|

第1話 * 最後のバースデー
99年の年が明けた。年末以降、天候が悪く寒い日々になった。診療再開を待って、トミーをふたり掛りで動物病院へ連れて行った。その前に診てもらったのはいつだったのか覚えていないが、その間に床ずれはひどく悪化してしまった。診察を受けている間、診察台の上に横たえたトミーを私は涙なしで見ることができなかった。それはそれは見るも耐え難いほどの悪化だった。そこに大きな穴がすっぽり開いたように、その奥の骨にまで達していた。

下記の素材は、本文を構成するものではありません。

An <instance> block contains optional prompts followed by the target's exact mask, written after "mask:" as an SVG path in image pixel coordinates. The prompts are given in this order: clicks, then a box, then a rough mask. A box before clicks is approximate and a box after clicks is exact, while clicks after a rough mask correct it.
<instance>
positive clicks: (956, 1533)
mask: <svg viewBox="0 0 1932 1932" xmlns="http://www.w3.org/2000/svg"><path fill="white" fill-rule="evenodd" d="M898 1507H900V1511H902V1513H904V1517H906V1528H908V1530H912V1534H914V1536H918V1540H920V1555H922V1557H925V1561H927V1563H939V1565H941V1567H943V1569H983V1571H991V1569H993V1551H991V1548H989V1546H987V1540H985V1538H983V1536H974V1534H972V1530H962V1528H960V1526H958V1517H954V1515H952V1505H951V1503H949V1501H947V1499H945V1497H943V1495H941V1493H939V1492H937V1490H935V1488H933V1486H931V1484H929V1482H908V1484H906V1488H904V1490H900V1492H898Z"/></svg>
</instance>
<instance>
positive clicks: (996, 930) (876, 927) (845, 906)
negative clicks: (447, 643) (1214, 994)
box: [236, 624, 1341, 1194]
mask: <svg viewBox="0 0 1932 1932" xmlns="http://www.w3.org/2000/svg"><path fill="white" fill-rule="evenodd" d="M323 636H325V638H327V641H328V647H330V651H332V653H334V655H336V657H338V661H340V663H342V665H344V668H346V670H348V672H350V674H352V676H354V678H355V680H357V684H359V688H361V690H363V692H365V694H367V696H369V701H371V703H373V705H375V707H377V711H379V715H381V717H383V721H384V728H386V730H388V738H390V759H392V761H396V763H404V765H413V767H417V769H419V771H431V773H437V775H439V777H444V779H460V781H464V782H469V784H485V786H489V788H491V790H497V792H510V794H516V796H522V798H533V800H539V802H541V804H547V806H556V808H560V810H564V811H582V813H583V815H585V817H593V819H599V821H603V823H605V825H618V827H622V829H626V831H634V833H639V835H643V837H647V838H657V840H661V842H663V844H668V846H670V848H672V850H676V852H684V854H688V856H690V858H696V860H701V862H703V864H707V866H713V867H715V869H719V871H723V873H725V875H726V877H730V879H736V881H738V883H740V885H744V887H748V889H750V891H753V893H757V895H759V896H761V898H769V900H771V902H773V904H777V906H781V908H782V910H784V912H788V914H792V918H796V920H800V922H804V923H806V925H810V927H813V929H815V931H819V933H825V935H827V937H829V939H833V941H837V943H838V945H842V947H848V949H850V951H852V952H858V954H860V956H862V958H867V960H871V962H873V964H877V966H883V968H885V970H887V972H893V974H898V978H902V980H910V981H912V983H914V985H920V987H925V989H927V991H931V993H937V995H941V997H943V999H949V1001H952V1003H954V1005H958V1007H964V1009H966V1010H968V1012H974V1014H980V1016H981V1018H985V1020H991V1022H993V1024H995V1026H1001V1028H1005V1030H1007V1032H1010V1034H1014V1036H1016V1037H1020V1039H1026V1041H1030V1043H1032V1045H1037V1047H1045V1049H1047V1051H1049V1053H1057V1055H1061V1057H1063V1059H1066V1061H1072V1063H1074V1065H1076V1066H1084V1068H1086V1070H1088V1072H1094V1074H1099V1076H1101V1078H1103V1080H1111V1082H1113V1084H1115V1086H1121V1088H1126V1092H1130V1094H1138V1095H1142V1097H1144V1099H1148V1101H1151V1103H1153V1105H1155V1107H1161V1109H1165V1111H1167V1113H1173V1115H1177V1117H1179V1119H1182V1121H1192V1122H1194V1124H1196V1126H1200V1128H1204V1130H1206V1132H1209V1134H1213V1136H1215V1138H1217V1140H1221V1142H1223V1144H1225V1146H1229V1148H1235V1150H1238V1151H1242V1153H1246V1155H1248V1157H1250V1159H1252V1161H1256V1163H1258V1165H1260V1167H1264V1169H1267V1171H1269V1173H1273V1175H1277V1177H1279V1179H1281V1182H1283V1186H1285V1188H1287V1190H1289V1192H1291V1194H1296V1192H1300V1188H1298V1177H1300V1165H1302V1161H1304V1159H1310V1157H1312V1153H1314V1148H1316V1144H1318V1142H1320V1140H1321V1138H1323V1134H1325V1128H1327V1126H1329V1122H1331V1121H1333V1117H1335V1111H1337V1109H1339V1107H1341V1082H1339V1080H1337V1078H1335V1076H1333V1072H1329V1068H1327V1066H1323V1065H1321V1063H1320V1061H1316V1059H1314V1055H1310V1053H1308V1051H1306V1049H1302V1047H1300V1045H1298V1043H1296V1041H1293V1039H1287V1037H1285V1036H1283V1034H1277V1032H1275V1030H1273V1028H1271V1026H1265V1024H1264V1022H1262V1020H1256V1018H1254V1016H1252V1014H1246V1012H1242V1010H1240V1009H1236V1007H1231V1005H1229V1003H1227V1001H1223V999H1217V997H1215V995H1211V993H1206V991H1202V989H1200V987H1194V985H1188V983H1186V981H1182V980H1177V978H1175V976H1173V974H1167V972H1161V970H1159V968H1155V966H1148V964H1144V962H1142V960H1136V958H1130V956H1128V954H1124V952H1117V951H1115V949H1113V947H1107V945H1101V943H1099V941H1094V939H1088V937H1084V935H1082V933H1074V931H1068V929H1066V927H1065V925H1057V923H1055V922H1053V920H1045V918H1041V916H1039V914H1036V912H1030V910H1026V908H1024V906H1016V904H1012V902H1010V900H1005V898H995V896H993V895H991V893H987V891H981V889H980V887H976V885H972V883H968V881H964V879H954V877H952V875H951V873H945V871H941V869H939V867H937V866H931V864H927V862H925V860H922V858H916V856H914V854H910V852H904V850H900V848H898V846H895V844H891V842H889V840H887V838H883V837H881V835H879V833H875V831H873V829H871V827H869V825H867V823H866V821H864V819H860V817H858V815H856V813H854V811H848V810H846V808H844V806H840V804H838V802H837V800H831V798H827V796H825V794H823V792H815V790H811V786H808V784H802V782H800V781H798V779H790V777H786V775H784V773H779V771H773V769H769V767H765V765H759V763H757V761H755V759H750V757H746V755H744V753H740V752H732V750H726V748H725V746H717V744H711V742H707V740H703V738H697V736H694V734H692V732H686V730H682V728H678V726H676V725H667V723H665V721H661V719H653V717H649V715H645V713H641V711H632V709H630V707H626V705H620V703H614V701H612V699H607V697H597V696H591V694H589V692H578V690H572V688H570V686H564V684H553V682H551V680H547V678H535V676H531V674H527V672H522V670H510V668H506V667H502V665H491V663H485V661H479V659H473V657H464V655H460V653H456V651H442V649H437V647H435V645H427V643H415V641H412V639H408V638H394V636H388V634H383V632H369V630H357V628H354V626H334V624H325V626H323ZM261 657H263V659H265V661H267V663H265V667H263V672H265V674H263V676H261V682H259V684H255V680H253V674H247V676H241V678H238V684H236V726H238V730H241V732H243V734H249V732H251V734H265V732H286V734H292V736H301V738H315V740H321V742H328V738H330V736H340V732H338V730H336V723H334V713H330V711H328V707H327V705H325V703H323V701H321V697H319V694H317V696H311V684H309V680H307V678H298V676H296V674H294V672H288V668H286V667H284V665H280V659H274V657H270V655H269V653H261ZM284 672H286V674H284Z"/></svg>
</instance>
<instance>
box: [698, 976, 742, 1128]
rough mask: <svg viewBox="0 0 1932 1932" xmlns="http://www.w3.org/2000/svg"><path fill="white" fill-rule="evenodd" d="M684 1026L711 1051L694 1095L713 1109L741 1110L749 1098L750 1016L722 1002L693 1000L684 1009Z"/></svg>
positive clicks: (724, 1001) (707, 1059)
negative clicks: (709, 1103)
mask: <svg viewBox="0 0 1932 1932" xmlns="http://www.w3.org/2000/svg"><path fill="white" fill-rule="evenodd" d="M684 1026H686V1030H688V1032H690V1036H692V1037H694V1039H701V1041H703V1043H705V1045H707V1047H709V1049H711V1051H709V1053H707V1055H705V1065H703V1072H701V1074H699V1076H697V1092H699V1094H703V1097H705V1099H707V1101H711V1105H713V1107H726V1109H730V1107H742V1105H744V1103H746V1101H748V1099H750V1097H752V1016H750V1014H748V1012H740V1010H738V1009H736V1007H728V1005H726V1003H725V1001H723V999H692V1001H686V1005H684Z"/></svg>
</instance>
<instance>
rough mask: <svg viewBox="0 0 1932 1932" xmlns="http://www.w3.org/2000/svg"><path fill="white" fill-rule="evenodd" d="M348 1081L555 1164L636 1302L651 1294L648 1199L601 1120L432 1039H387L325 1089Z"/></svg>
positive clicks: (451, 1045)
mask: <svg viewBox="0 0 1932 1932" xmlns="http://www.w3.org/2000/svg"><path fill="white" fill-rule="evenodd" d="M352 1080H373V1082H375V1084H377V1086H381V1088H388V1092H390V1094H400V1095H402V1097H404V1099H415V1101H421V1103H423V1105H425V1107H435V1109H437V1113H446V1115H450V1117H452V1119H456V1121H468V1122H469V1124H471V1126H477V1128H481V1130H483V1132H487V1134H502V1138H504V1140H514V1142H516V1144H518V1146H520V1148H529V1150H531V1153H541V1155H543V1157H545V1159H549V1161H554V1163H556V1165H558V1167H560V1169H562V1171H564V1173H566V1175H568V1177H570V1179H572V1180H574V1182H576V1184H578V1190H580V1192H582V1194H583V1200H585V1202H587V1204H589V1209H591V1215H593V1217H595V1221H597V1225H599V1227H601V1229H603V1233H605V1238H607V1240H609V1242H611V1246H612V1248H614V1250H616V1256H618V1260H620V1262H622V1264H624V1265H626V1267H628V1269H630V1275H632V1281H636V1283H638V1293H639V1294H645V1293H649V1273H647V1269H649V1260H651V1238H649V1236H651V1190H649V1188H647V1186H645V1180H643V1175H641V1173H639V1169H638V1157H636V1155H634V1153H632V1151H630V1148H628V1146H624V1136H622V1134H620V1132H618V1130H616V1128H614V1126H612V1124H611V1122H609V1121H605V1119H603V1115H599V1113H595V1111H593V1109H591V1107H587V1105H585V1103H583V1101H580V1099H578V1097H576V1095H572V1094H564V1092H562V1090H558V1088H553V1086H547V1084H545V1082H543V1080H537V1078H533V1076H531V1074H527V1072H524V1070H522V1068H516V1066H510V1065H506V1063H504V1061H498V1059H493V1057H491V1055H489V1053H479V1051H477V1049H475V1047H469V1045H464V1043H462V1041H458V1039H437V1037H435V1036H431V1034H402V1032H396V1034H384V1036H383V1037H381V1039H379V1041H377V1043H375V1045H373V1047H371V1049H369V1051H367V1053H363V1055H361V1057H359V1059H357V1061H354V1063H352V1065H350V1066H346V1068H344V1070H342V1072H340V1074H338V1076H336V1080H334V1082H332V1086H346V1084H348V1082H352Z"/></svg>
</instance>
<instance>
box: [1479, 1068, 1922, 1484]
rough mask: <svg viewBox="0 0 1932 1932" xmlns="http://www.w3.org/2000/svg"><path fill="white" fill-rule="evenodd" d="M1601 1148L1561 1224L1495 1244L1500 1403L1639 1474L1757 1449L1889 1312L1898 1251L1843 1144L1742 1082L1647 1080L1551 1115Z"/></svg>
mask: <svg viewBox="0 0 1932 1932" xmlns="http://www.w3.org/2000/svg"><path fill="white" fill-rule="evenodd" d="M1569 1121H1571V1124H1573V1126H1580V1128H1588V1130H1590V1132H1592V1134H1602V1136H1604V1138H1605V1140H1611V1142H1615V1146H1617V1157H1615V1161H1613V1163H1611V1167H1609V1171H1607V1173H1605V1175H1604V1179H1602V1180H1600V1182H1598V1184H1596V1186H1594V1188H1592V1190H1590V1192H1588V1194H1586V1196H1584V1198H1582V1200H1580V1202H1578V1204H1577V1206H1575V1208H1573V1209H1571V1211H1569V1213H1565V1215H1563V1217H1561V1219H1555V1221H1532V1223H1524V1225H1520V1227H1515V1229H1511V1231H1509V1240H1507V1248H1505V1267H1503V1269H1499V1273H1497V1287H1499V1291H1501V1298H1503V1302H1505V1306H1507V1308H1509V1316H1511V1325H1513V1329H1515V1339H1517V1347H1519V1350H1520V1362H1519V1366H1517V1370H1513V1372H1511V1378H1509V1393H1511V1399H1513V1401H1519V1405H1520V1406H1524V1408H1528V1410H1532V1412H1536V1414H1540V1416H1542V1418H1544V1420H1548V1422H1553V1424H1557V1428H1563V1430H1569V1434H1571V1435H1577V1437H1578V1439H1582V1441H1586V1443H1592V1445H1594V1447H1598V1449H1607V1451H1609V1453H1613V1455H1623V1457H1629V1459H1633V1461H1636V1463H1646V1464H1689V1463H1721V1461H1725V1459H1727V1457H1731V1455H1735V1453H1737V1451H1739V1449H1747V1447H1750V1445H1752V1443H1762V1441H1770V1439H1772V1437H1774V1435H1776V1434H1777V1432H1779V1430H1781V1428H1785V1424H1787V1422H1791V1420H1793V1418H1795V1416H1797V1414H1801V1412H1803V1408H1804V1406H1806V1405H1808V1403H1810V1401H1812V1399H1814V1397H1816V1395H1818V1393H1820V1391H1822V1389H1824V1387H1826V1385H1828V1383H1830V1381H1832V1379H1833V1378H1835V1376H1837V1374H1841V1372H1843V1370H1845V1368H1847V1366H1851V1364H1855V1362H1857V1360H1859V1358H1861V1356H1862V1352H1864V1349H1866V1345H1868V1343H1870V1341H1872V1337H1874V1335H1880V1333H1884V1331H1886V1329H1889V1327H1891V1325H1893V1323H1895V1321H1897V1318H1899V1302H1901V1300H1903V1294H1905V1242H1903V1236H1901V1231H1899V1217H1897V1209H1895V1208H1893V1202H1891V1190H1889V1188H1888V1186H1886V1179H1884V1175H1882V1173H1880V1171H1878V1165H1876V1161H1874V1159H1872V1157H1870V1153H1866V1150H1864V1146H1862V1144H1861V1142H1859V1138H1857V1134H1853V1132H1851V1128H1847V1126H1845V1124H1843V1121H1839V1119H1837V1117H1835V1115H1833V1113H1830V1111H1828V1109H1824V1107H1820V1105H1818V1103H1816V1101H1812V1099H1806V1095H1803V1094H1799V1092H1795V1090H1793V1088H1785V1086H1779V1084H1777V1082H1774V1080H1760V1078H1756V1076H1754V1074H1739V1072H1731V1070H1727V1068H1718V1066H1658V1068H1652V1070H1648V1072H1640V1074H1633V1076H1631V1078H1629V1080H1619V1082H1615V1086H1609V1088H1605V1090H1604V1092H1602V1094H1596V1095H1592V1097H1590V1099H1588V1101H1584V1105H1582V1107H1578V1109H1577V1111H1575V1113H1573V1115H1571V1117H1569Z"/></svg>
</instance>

それから数日たって、1月9日はトミーの14才の誕生日だった。実家で下の娘も来て、夜、お祝いをした。トミーを四角いたらい(セメントを混ぜる時に使う舟様の物)に乗せて室内へ運んだ。
いつも誕生日だけは特別にステーキ肉のごちそうだったが、その日は小さなバースデーケーキも買って来た。ろうそくに火を灯してお祝いをした。普段は食べさせないケーキのスポンジもクリームも食べさせてやった。もちろん大好きな肉も食べて、少しだけボール遊びをした。
トミーの視力はかなり無くなっていたようだったが、目の前で人間同士で黄色いテニスボールを投げ合うのに首を動かして反応した。いつもボールには目が無かった彼が、ひととき目の色を変えてボールの動きを追った。元気な時と同じように。しかし、弱っている身体に無理させないようにと思って、ほんの数分だけだった。ボール遊びをしたことを獣医さんに話したら、「心臓も弱っている状態なのに駄目ですよ。」と叱られてしまったけど。
彼がほとんど目が見えなくなったのは亡くなる数日前からで、それまで尾っぽを持って前足で歩かせてオシッコに連れ出していたのが、見るからに怯えてしまってできなくなった。ふたりがかりで抱えるようにして庭に連れ出した。そうこうしているうちに血尿を出した。
誕生日のあくる日からは食べ物ー肉でさえ受け付けなくなって、獣医さんの指示でスープを作って与えたのもほんの1〜2日。もう身動きもせずに玄関の土間で横たわっているだけだった。13日に先生に往診していただき、14日の午前にも点滴に来ていただいたのに、その甲斐もなくその夜、1月14日、私たちは彼とのお別れの瞬間を迎えることになった。